Il y a beaucoup d’émotions. Même avec tout ce qu’il s’est passé, avec tout ce que l’on m’a enlevé, entre guillemets, à Pékin. Je pense que c’est aussi la manière et la personne que je suis qui me permet de chercher le positif dans tout et ici j’ai eu la chance de pouvoir célébrer ça ici, au Musée Olympique à Lausanne, avec la présence de Thomas Bach, de ma famille, de mes amis, de mes partenaires, et c’est quelque chose d’unique. Car dans une cérémonie olympique de médailles classique, il n’y a jamais autant de proches qui peuvent y participer. C’est quelque chose que je vais me rappeler tout au long de ma vie. Je ne pense pas qu’il y ait beaucoup d’autres athlètes à qui cela soit arrivé, c’est donc très spécial.

Est-ce le même sentiment que si vous aviez pu recevoir directement cette médaille à Pékin, il y a quatorze mois?

J’aurais clairement préféré l’avoir à Pékin et je me serais bien dispensée de tout ce qui a suivi. C’est quelque chose que je souhaite à aucun athlète.

Rapidement, la Commission d’appel de la FIS vous a rendu cette médaille de bronze. Puis, l’Allemande Daniela Maier, qui avait été déclassée à son tour au 4e rang, a fait recours auprès du TAS. Pensiez-vous qu’il était possible de perdre une nouvelle fois votre dû?

Non, parce que j’ai toujours su que j’étais dans mon bon droit. Je fais ce sport depuis pas mal d’années pour savoir de quoi je parle. Deux semaines après, c’était clair dans ma tête. Mais au final, on n’est jamais aussi clair que lorsqu’on l’a vraiment dans les mains.

Vous nous disiez il y a une année, vous serez soulagée uniquement lorsque vous tiendrez enfin cette médaille entre les mains.

Exactement. Je pense que ça marque la fin de toute cette histoire, de ces Jeux Olympiques de Pékin qui ont été très, très, très intenses.

Au final, cette médaille de bronze vaut de l’or?

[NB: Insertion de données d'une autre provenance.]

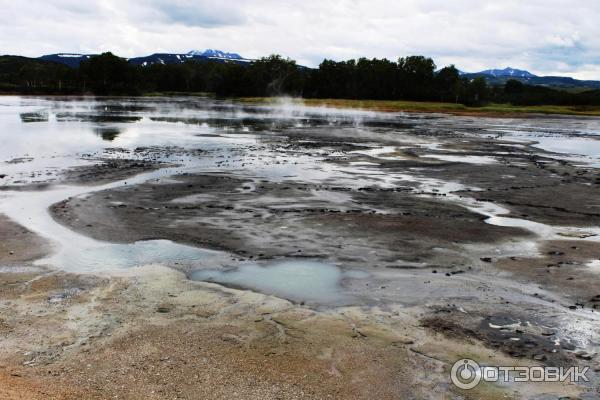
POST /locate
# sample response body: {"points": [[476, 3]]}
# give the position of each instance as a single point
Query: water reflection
{"points": [[107, 133]]}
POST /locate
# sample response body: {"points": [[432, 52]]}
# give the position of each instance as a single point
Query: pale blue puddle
{"points": [[307, 281], [99, 256]]}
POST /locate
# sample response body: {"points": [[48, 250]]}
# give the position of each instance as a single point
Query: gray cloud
{"points": [[547, 37]]}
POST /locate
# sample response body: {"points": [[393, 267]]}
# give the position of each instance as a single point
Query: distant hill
{"points": [[73, 60], [500, 76]]}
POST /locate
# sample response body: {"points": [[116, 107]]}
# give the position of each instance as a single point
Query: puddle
{"points": [[101, 257], [305, 281], [463, 159]]}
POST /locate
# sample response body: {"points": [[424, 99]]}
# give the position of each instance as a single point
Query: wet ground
{"points": [[442, 236]]}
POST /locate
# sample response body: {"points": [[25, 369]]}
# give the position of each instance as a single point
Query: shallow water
{"points": [[297, 280], [41, 137]]}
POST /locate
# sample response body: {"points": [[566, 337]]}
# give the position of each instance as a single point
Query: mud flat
{"points": [[189, 248]]}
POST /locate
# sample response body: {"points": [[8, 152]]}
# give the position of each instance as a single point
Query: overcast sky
{"points": [[543, 36]]}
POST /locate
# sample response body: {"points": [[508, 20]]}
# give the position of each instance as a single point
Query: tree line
{"points": [[408, 78]]}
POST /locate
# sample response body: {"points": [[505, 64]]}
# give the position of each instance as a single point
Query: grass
{"points": [[433, 107]]}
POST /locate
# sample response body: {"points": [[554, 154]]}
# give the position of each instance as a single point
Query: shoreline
{"points": [[491, 110]]}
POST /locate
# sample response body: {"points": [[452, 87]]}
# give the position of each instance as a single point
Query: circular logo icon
{"points": [[465, 374]]}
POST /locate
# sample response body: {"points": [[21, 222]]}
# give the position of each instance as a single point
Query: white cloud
{"points": [[544, 36]]}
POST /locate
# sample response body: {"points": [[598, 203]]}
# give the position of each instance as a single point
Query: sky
{"points": [[546, 37]]}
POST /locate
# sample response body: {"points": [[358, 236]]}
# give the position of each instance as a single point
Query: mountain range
{"points": [[492, 76], [501, 76], [73, 60]]}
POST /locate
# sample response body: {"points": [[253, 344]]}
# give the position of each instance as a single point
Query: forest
{"points": [[414, 78]]}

Elle valait déjà de l’or quand j’ai passé la ligne d’arrivée, même si je ne réalisais pas vraiment où je me trouvais. J’ai vraiment vécu une grosse injustice le jour de ces Jeux olympiques. D’autant plus lorsque je regarde d’où je venais, avec une blessure un mois avant les Jeux. J’étais dans l’incertitude, je ne savais pas si j’allais pouvoir concourir ou non. Et à la fin, pouvoir skier, arriver en finale, était déjà extraordinaire en soit. J’avais les larmes aux yeux avant même de m’élancer. Il y avait quand même une énorme fierté et une reconnaissance envers tous les gens de mon équipe qui m’ont soutenue dans ce processus et toute l’énergie que j’ai mise durant ce mois pour être prête pour les Jeux. Et la chute est d’autant plus haute parce que je passe la ligne d’arrivée en gagnant cette médaille de bronze et d’un coup, on vous l’enlève. Ça a été un énorme choc.

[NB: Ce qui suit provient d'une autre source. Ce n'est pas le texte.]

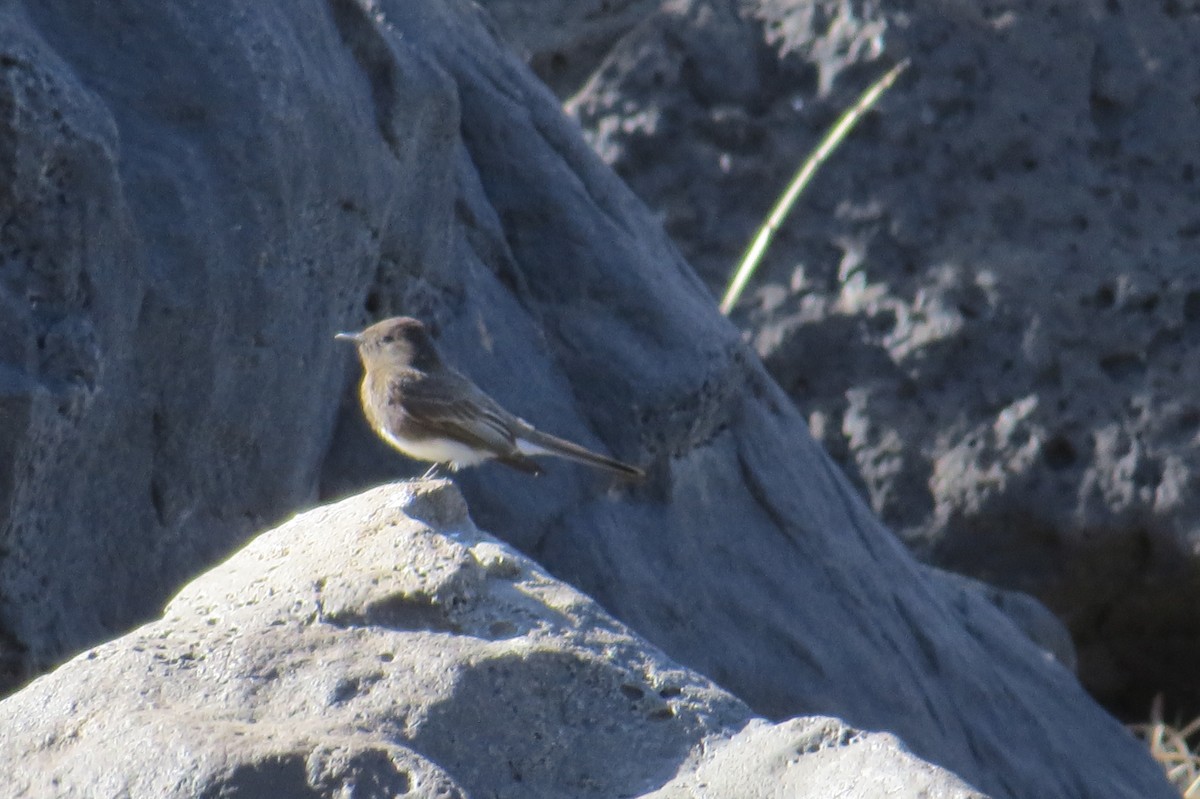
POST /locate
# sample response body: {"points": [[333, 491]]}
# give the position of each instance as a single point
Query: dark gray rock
{"points": [[355, 649], [987, 304], [291, 169], [564, 41]]}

Comment fait-on pour se relever?

C’est encore un processus qui n’est pas terminé. C’est clair que ça a été dur. C’est aussi par rapport à tout ce que j’ai donné à mon sport durant toutes ces années. Et c’est cette injustice et cette incompréhension qui ont suivi cette décision qui m’ont fait très mal. Je me suis questionnée sur la direction que prenait ma discipline pour laquelle j’ai énormément de passion et d’amour. C’est clair que cela m’a changé. Et il y a encore du travail à faire pour revenir totalement sur le circuit de la Coupe du monde.

Existe-il toujours une forme d’amertume, d’aigreur?

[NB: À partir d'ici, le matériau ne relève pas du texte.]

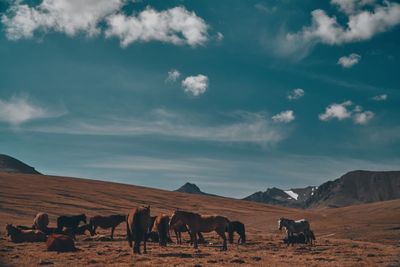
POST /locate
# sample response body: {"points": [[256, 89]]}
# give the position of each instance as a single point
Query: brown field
{"points": [[363, 235]]}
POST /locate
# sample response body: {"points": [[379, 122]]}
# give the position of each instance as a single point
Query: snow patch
{"points": [[292, 194]]}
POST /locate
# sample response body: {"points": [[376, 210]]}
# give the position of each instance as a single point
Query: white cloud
{"points": [[342, 111], [284, 116], [380, 97], [349, 61], [19, 109], [362, 24], [176, 26], [195, 85], [338, 111], [70, 17], [242, 127], [295, 94], [173, 75], [363, 117]]}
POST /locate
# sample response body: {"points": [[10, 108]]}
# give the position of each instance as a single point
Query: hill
{"points": [[355, 235], [12, 165]]}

J’élimine gentiment. Après, ce n’est pas de l’aigreur. Dans la vie, il y a toujours des pépins et il faut aller de l’avant en prenant les choses positives avec.

Sortez-vous renforcée de cette histoire?

Oui, mais il en faudrait pas trop non plus. Cette saison qui a suivi les Jeux a été très difficile aussi. J’ai dû beaucoup me battre, donc désormais on va essayer de profiter de récupérer avant de repartir sur une nouvelle préparation et retrouver le rythme que j’avais avant les Jeux.

Vous arrivez déjà à vous projeter vers les Jeux de Milan et de Cortina d’Ampezzo en 2026, avec l’espoir d’aller chercher l’or olympique, la seule médaille qui manque à votre immense palmarès?

Les deux médailles que j’ai déjà sont belles et valent de l’or (ndlr: Fanny Smith a également remporté le bronze en 2018 à PyeongChang). Je ne suis pas spécialement à la recherche de cette médaille. Bien sûr, comme tout athlète, on veut toujours être au top. Mais l’objectif est déjà de pouvoir y participer, de donner le meilleur de soi-même et ensuite on verra ce qu’il se passera.